Not sure why this particular Bloody Mary is called the Archbishop. Pickled vegetables, Landjäger, spicy tomato juice, not notably less secular than most beverages. Anyway, this is Bell + Whete, one of two new brunch spots in Belltown; the other is Vittles, on the same block. If this catches on, there's no telling what weekends could become in the Big City. And you know how you're never quite sure whether you should have a second Mary? Well, B+W serves a smaller, $8 version, so you can indeed have a second (or a third). They even call the Clamato version "Ivar," in honor of you-know-who.

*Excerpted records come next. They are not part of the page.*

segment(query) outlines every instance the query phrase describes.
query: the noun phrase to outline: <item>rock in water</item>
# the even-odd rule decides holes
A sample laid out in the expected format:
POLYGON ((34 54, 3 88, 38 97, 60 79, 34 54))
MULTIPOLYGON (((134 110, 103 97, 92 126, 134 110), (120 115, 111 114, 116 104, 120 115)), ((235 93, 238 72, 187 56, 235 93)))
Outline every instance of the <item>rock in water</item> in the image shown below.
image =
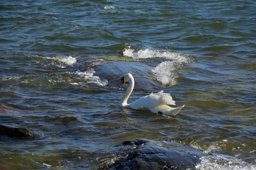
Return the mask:
POLYGON ((12 138, 32 139, 38 137, 30 130, 23 128, 13 128, 0 125, 0 135, 12 138))
POLYGON ((122 145, 136 148, 106 169, 195 169, 200 158, 206 156, 201 151, 176 142, 136 139, 122 145))

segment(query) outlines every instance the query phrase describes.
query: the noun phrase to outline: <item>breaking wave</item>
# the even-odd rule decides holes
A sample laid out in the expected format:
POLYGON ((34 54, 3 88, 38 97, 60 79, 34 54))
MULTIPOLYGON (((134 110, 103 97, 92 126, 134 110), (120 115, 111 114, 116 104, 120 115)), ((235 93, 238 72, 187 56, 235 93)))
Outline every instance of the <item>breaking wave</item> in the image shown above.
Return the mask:
POLYGON ((134 59, 160 58, 167 60, 162 62, 151 70, 156 76, 156 79, 166 86, 172 86, 176 83, 175 79, 179 77, 177 70, 183 68, 184 64, 196 61, 196 59, 192 56, 163 50, 146 49, 135 50, 125 49, 123 54, 134 59))

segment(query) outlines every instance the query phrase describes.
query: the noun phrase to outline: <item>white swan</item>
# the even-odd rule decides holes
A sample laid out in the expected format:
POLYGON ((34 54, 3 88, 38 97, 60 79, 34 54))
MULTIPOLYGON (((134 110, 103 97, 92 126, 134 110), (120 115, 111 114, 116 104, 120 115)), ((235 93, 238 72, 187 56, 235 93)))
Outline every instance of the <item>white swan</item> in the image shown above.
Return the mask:
POLYGON ((142 108, 149 109, 152 112, 163 114, 167 116, 174 116, 185 106, 183 105, 178 108, 171 108, 167 104, 175 105, 175 101, 172 100, 170 94, 165 94, 163 91, 156 93, 151 94, 149 95, 142 97, 131 104, 127 104, 127 100, 131 94, 134 87, 134 79, 129 73, 124 75, 121 78, 121 86, 125 82, 130 83, 125 95, 120 101, 120 106, 125 108, 129 106, 133 109, 138 109, 142 108))

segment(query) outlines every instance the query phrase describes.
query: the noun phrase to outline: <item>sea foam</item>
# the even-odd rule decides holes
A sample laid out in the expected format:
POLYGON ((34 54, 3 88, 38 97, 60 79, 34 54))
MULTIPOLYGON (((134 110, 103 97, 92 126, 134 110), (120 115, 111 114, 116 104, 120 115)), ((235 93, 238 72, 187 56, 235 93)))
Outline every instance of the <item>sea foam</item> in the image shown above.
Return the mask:
POLYGON ((255 165, 233 157, 210 155, 200 158, 201 162, 196 166, 196 169, 252 170, 255 165))
POLYGON ((163 50, 125 49, 123 54, 134 59, 161 58, 166 60, 151 71, 158 81, 167 86, 176 84, 175 79, 178 77, 177 70, 184 67, 184 64, 195 62, 195 59, 188 55, 163 50))
MULTIPOLYGON (((72 76, 79 76, 84 80, 86 84, 96 84, 100 86, 106 86, 108 84, 107 80, 101 80, 99 76, 94 75, 95 71, 92 69, 84 72, 67 72, 67 73, 72 76)), ((75 85, 74 83, 72 84, 75 85)))

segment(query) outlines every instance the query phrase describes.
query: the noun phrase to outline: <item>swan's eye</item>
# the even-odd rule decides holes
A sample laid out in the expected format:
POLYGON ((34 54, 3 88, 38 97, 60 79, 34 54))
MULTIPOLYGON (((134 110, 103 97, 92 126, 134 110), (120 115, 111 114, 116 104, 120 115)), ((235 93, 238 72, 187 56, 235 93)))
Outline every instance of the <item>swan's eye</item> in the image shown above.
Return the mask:
POLYGON ((123 76, 123 77, 121 78, 121 81, 122 81, 122 82, 121 82, 120 86, 121 86, 123 85, 123 84, 125 83, 125 77, 124 77, 124 76, 123 76))

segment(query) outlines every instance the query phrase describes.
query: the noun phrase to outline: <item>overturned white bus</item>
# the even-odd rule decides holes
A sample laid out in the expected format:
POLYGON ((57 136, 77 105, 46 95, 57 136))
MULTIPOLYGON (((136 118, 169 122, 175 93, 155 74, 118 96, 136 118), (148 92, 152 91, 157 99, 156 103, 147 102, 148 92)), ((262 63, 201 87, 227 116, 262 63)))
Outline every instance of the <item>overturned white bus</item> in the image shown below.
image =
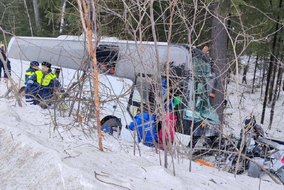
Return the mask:
MULTIPOLYGON (((68 85, 76 80, 74 76, 76 72, 80 75, 82 71, 88 69, 89 56, 84 39, 83 35, 57 38, 13 37, 7 51, 12 70, 23 79, 23 74, 30 61, 48 61, 54 68, 60 68, 61 79, 64 85, 68 85)), ((160 64, 162 68, 166 61, 167 45, 165 42, 158 43, 160 64)), ((218 116, 209 102, 209 99, 212 96, 212 86, 216 82, 215 75, 211 72, 211 59, 204 52, 193 47, 190 52, 189 47, 186 45, 171 44, 169 57, 171 81, 177 81, 178 85, 176 89, 179 89, 175 92, 172 89, 171 94, 182 98, 180 127, 177 134, 181 136, 180 139, 186 145, 189 143, 189 129, 193 120, 191 110, 193 108, 196 113, 194 115, 193 136, 218 136, 218 131, 209 125, 217 128, 219 125, 218 116), (192 63, 190 53, 192 55, 192 63), (187 69, 191 68, 193 64, 193 72, 187 69), (194 97, 192 90, 193 85, 194 97), (193 98, 195 99, 195 108, 192 107, 193 98)), ((125 127, 132 121, 134 110, 141 105, 141 98, 144 102, 149 102, 148 105, 150 106, 156 106, 153 98, 157 94, 155 89, 156 84, 153 83, 157 83, 154 43, 135 43, 113 38, 102 38, 98 44, 96 56, 98 62, 106 64, 114 70, 113 75, 99 74, 99 95, 105 102, 100 105, 104 108, 100 112, 101 124, 117 127, 120 138, 133 141, 132 135, 125 127)), ((143 104, 147 107, 147 104, 143 104)))

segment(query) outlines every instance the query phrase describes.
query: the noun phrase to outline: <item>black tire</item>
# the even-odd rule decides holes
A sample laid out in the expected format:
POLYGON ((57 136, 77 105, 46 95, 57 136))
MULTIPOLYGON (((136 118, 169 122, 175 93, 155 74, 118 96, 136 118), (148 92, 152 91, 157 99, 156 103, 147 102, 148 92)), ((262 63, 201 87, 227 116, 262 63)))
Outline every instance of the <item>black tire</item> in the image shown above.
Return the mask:
POLYGON ((119 127, 119 135, 120 135, 122 124, 120 121, 120 119, 117 118, 112 118, 104 122, 102 125, 102 127, 110 127, 113 129, 114 131, 117 131, 117 126, 119 127))

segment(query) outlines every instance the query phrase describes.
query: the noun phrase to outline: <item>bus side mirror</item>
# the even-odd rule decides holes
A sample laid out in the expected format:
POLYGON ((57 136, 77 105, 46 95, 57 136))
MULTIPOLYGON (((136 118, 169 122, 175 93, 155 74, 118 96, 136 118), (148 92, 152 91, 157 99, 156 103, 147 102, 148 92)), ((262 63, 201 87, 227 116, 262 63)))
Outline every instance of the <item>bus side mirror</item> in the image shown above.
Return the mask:
POLYGON ((210 73, 210 79, 209 80, 208 85, 208 96, 210 98, 215 97, 216 88, 218 84, 218 80, 216 79, 216 74, 214 73, 210 73))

There's a more-than-decent crab benedict, though I would have preferred a toastier English muffin, and a Croque Madame, but the best part actually comes before the eggs: $5 sides of caramelilzed pork belly with sesame seeds, and piping hot donuts dusted with cinnamon sugar and served with a sour cream dipping sauce. Bell + Whete thinks of itself as an English-style "local" with an eclectic menu from the cultures of Britain's various occupiers and conquerors, especially when it comes to styles of beer and charcuterie. Even the brunch menu ranges far afield, with crèpes, flatbreads, and omelets in addition to the sainted Benedicts.

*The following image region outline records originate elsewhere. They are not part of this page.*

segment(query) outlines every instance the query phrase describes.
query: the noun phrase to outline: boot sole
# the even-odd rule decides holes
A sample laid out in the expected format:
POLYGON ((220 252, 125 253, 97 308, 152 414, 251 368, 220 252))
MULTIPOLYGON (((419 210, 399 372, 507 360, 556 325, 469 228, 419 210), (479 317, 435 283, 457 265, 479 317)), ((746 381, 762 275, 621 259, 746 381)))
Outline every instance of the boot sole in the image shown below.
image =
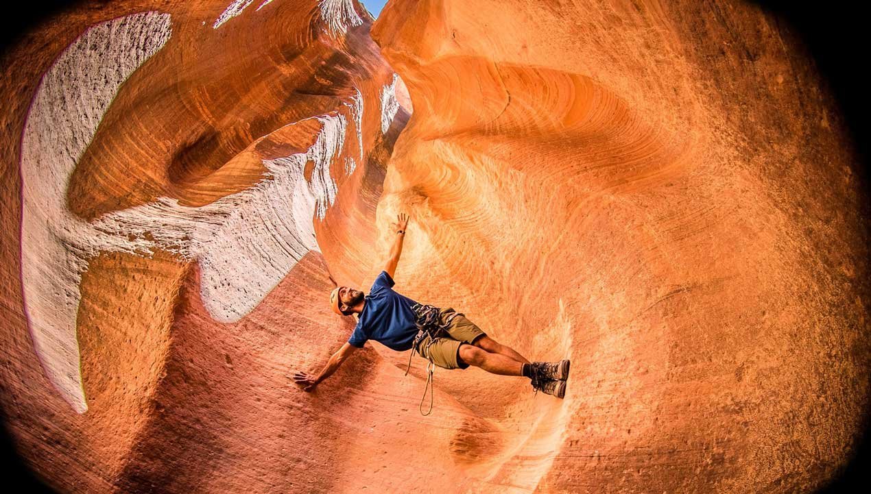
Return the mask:
POLYGON ((559 384, 557 384, 557 392, 554 393, 553 396, 557 397, 559 399, 563 399, 565 397, 565 381, 557 381, 557 382, 559 383, 559 384))
POLYGON ((571 364, 571 361, 569 360, 568 358, 564 358, 562 361, 560 361, 559 364, 560 364, 560 366, 559 366, 559 375, 560 375, 560 377, 559 378, 561 380, 564 381, 564 380, 566 380, 566 379, 569 378, 569 366, 571 364))

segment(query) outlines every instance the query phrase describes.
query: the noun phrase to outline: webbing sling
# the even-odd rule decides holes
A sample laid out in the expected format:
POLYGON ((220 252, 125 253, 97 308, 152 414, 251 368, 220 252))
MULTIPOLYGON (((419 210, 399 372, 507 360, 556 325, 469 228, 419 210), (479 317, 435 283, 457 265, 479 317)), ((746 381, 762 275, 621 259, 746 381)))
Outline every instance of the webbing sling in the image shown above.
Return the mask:
POLYGON ((418 350, 422 357, 425 357, 429 362, 427 364, 427 384, 423 387, 423 396, 421 397, 421 403, 417 405, 417 410, 421 411, 421 415, 426 417, 429 415, 429 412, 433 411, 433 370, 436 370, 436 363, 433 362, 431 357, 429 357, 429 345, 436 342, 436 338, 442 337, 442 335, 448 335, 448 328, 450 325, 451 321, 454 317, 457 316, 463 316, 460 312, 454 312, 453 314, 448 316, 444 324, 440 324, 439 321, 439 312, 438 307, 422 304, 415 304, 411 310, 415 312, 415 325, 417 327, 417 334, 415 336, 415 341, 411 344, 411 352, 408 354, 408 368, 405 370, 405 376, 408 375, 408 370, 411 370, 411 356, 414 355, 415 350, 417 350, 420 343, 427 336, 429 337, 429 342, 427 345, 423 347, 422 350, 418 350), (426 413, 423 413, 423 400, 427 397, 427 389, 429 390, 429 410, 426 413))

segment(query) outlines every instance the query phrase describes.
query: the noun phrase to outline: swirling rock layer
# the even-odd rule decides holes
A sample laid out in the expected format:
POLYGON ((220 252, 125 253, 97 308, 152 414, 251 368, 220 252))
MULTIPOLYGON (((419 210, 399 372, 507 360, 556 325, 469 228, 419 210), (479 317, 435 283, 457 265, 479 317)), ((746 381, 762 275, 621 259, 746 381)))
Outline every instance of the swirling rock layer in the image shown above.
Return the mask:
POLYGON ((0 400, 61 491, 809 491, 861 432, 867 197, 752 4, 129 1, 2 63, 0 400), (564 400, 437 369, 422 417, 378 344, 290 384, 400 211, 396 289, 564 400))

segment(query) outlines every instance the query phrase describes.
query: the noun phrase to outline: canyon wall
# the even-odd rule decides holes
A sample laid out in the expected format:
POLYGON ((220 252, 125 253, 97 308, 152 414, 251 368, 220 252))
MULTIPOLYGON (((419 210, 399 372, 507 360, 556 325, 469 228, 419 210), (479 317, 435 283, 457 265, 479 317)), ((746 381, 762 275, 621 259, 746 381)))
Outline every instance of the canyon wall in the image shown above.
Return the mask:
POLYGON ((0 406, 58 491, 811 491, 862 431, 868 197, 753 3, 85 3, 0 65, 0 406), (399 212, 395 290, 564 399, 424 417, 375 343, 294 385, 399 212))

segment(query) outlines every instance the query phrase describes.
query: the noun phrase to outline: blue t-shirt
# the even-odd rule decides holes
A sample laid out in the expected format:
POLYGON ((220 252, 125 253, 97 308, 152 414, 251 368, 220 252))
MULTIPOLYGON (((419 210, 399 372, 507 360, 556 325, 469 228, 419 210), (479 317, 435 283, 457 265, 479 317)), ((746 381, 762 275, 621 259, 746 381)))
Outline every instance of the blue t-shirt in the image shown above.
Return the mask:
POLYGON ((348 343, 362 348, 366 340, 371 339, 396 351, 411 349, 417 335, 411 306, 417 303, 394 291, 394 284, 387 271, 378 275, 365 297, 363 310, 348 343))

Perhaps I should remind readers that B+W is part of the booming Marcus Charles empire that began (at the tender age of 23) in Pioneer Square with an underground martini bar, then expanded to include JuJu Lounge. the Crocodile, Neumo's, the Capitol Hill Block Party, and Local 360. There's no one in Seattle with a bigger net (unless you include occasional associates like Dave Meinert and Mike McConnell). He puts good peeps into his kitchens (currently Stew Navarre at Bell + Whete) and leaves them be.
And a reminder that November is "Dine Around" month, with dozens of restaurants, including B+W, offering three-course dinners for $33. You know that my persona as a Cornichon ("what a dick!") requires a healthy skepticism of conventional wisdom, and I'm not 100 percent convinced that these promotions are worthwhile, neither for diners nor for the restaurants that sign up.
But I'm very much in the minority. Enjoy yourself: go where you want, when you want; eat what you want, pay full price, tip 20 percent. And stay off Yelp.